He nods his head, looking down at the floor. “I’m glad. You guys were made for each other.”
“Is everything okay, Stryder?” I know Colby said Stryder didn’t make it into flight school, and I’m wondering if that has anything to do with it. He seems weary.
“Yeah. I’m good.” But he doesn’t look like he’s good.
“I’m here for you if you ever need to talk, Stryder.” I press my hand against his shoulder.
His eyes land on my hand where they linger for a second before pulling away, a hint of pain in his expression. Looking back into the pool house, he says, “Have a good Christmas, Rory and take care of my boy.” With a wink, he heads toward the main house, his powerful body making its way down the sidewalk.
Confused, I turn back to the room where Colby is washing his hands. When he makes eye contact with me, he motions with his finger for me to come closer. Pushing other thoughts to the side, I shut the door and move across the room and into Colby’s arms. He brings me onto the bed where we lie down, facing each other. He links our hands together and props up his head with his other hand.
“Thank you for today.”
“Of course. I’m glad you let me spend it with you.”
His brow creases. “Why wouldn’t I let you spend it with me?”

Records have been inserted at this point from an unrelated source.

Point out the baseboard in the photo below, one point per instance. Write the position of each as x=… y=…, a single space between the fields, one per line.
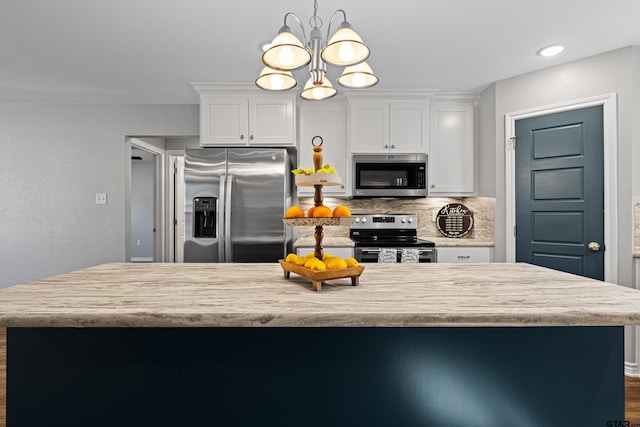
x=141 y=259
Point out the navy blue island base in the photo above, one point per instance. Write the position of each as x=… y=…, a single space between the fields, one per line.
x=264 y=376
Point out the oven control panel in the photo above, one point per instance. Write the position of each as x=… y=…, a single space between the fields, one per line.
x=385 y=221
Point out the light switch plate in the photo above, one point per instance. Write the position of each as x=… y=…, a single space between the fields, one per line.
x=101 y=198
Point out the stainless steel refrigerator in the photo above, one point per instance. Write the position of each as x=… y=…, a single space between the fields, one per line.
x=235 y=199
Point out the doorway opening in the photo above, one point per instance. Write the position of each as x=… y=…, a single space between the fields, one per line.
x=152 y=197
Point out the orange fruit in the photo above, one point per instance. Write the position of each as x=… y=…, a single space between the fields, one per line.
x=336 y=263
x=294 y=212
x=342 y=211
x=322 y=212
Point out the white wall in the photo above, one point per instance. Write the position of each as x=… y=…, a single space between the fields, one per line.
x=617 y=71
x=55 y=157
x=598 y=75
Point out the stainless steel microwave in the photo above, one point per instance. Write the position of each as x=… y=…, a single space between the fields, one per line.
x=389 y=175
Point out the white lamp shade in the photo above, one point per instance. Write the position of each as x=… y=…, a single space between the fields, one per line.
x=271 y=79
x=286 y=53
x=345 y=48
x=358 y=76
x=318 y=91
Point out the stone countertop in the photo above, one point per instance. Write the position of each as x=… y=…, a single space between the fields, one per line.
x=389 y=295
x=346 y=242
x=448 y=242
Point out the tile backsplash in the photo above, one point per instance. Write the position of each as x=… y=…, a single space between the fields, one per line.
x=425 y=208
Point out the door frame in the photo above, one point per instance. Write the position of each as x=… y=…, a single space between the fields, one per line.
x=610 y=130
x=160 y=220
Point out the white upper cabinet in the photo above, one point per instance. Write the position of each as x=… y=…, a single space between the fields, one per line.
x=261 y=119
x=452 y=156
x=389 y=127
x=327 y=120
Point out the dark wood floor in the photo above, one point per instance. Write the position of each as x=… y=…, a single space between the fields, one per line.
x=632 y=400
x=632 y=389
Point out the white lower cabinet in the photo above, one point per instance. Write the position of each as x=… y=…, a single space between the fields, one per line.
x=465 y=254
x=342 y=252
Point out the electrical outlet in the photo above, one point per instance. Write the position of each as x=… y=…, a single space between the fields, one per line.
x=101 y=198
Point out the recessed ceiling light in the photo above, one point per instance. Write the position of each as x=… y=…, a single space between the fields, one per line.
x=552 y=50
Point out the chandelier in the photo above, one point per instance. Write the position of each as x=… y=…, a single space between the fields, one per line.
x=287 y=53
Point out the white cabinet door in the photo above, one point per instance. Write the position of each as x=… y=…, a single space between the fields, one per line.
x=243 y=120
x=223 y=120
x=409 y=127
x=369 y=127
x=271 y=120
x=327 y=121
x=389 y=127
x=465 y=254
x=452 y=150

I bring his hand to my mouth and kiss his knuckles. “Stryder said you like to spend this day alone, reading your book.”
He looks off to somewhere behind me. “Did he say anything else?”
I shake my head. “No, just that it’s not your favorite day.” I want so badly for him to open up to me, just give me a little more of him. “Can I ask you what happened?”
Sighing, he lies flat on his back, looking at the ceiling, his gaze pensive, and his body stiff beside me. I can see the tension starting to pulse inside him, the way his biceps flex, the clench in his jaw, the way he’s turning away from me.
I don’t want that. I don’t want him to turtle in on himself and then ask me to leave. I don’t want to push too hard, too soon.
“You know what? Never mind.” I wrap my arm around his waist getting close again. “You don’t have to say anything, let’s just—”
“My dad died on my birthday.”
I still.
Oh God. How awful.
Caught off guard by his willingness to open up, it takes me a moment to piece together what he just said.
His dad died . . .on his birthday.
“Oh Colby, I’m so sorry.”
He doesn’t move; he doesn’t even flinch when I press a kiss to his jaw.
“He had mantel-cell lymphoma, he was doing bad for a while, but I never expected for him to pass away on my birthday . . . or to find out that for six months, my mom had been cheating on my dad with his doctor.”
I squeeze my eyes shut, my heart bleeding for the little boy who lost his father; the little boy who had to deal with such hardship.And betrayal.
“He moved in a week later. I had one week to mourn. My mom got rid ofallmy dad’s stuff, throwing it into the trash, and moved Ted in immediately.”
“Ted. Is that . . . is that the guy you talked about in your letters?”
“Yes.”
It’s one word, but it holds the weight of the world—the anxiety, the hurt and the pain Colby has experienced is confirmed with that one small word.
“He was awful. He ruled with an iron fist, literally. Never missed an opportunity to abuse me, mentally and physically.”
“He hurt you?” I ask, tears welling in my eyes, my inability to get any closer to Colby frustrating me. “What did your mom do?”